Scientific classification
- Kingdom: Animalia
- Phylum: Chordata
- Class: Mammalia
- Infraclass: Placentalia
- Order: Primates
- Suborder: Strepsirrhini
- Family: Cheirogaleidae
- Genus: Cheirogaleus
- Species: C. grovesi
- Binomial name: Cheirogaleus grovesi McLain et al., 2017

= Groves' dwarf lemur =

- Authority: McLain et al., 2017
- Conservation status: DD

Species of lemur

Groves' dwarf lemur (Cheirogaleus grovesi) is a species of dwarf lemur known from Ranomafana and Andringitra national parks and surrounding areas in southeastern Madagascar. The identification was based on comparison of mitochondrial and nuclear gene sequences with other members of the C. crossleyi group (C. andysabini, C. crossleyi, C. lavasoensis and an unnamed possible new species, "CCS2"). Individuals from this clade first came under genetic study in 1999 and were recognized as a new species in 2014, but it was not formally described until 2017. The lemur was named after mammalologist Colin Groves.

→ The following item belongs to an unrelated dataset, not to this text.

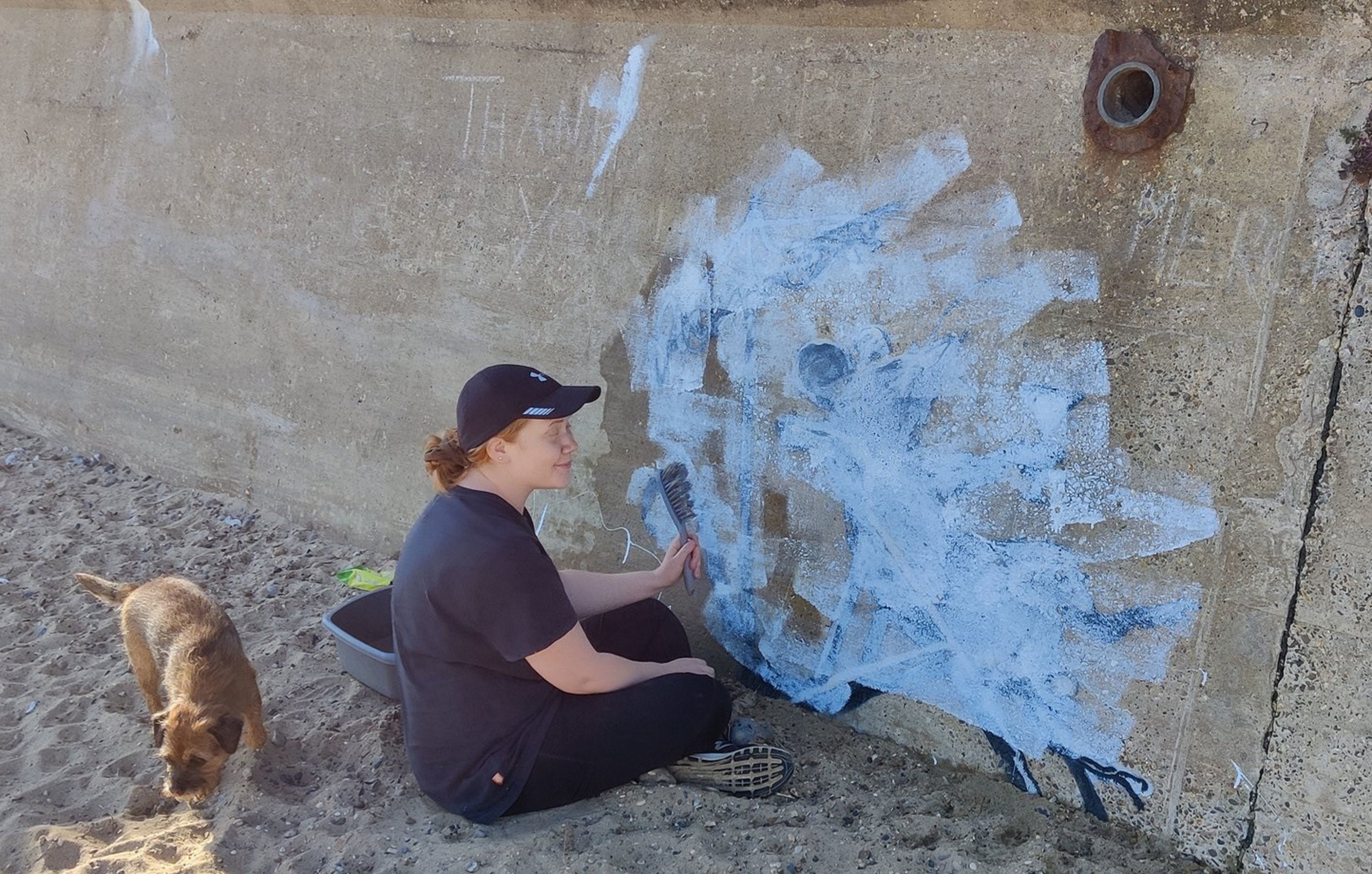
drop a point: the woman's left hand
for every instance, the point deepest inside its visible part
(670, 571)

Known from altitudes from 754 to 999 m, it is significantly larger than other members of the C. crossleyi group, with a 20 cm body length, a 29 cm tail, and a weight of 0.41 kg. While the conservation status of the new species has not yet been assessed, its presence in several national parks does not guarantee that it will not be threatened by deforestation ongoing on the island, or possibly by hunting.